Вопящую женщину уводят – куда-то, где ее будут, как они это называют, лечить.
· Интерлюдия ·
ПОЛИСМЕН, УВОЛЕННЫЙ ЗА НЕОПРАВДАННОЕ ПРИМЕНЕНИЕ СИЛЫ ПРИ СНОСЕ ТРУЩОБ, НАШЕЛ СЕБЕ НОВОЕ ЗАНЯТИЕ
«Хайвей» – это просто слово модное. Дорога как дорога, идет прямо сквозь лес. Вымощена и в дождь покрыта лужами. Видите кучки красной земли? Термитники. Раньше здесь бывали олени, но мы за весь год ни одного не видели. Так что мы с друзьями приходим обычно ночью, ну да, регулярно, когда стемнеет. В десять вечера, в одиннадцать. Когда женщины и дети уже ушли спать.
Я лично, когда меня вышибли с работы после этого проклятого сноса трущоб, больше десяти лет назад, новую работу так и не нашел. Случайный заработок: там подай, тут принеси. Какие-нибудь перевозки, какой-то импорт-экспорт, где-то посредником заработать. Вот так и кручусь.

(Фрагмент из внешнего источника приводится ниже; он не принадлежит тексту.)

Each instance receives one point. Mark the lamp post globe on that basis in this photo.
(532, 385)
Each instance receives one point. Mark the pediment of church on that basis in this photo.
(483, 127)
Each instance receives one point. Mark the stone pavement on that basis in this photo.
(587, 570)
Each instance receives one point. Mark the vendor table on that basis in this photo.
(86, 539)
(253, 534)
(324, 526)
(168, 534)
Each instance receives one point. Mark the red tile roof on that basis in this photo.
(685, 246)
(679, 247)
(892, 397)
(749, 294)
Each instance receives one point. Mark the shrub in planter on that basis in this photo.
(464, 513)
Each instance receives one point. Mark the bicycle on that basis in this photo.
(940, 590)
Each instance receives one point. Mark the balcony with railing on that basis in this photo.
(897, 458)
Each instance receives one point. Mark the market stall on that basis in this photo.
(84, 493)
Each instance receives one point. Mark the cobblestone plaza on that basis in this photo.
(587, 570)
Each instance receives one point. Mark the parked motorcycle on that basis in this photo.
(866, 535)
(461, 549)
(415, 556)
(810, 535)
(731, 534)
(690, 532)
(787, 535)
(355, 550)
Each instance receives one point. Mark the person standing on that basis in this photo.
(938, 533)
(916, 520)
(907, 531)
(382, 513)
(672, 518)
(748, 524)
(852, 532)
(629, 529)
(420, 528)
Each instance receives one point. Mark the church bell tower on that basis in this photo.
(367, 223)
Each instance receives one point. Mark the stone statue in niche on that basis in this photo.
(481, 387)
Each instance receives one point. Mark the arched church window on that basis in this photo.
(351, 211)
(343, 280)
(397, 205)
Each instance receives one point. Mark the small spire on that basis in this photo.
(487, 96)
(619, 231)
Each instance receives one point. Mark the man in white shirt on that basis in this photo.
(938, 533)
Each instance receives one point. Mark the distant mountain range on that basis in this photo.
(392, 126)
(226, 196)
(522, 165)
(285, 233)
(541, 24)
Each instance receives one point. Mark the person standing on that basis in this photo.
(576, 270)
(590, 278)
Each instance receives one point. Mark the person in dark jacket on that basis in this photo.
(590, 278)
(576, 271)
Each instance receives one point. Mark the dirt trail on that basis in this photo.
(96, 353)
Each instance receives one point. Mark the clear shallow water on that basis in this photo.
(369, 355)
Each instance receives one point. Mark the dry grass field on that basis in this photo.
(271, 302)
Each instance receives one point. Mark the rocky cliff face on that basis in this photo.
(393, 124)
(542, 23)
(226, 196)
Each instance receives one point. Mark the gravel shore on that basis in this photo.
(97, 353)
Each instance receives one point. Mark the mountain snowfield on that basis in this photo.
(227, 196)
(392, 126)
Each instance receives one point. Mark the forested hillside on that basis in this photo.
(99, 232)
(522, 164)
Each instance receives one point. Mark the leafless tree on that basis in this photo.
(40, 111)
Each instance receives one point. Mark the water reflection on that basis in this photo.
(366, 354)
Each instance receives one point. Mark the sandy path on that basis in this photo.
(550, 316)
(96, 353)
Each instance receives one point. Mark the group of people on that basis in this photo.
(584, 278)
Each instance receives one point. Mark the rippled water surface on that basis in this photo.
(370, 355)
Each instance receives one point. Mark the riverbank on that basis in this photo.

Ну вот, как я уже говорил, мы с друзьями вышли на этот хайвей, припарковались на обочине и ждем. В какой-то момент подошел к нам на заплетающихся ногах какой-то деревенский старик, может, даже сторож, и спрашивает:
– Сынки, у вас машина, что ли, поломалась?
А мы засмеялись.
– Дедуля, – мы сказали. – Ты видел эту машину? Иностранная же! Она не ломается.
– Ты иди, – сказали мы ему. – Иди дальше спи. Ну, давай.
Старик понял и ушел, а то у наших молодых братьев уже руки чесались заостренную мотыгу испробовать на чем-нибудь, кроме сорняков. Ну, вы меня понимаете?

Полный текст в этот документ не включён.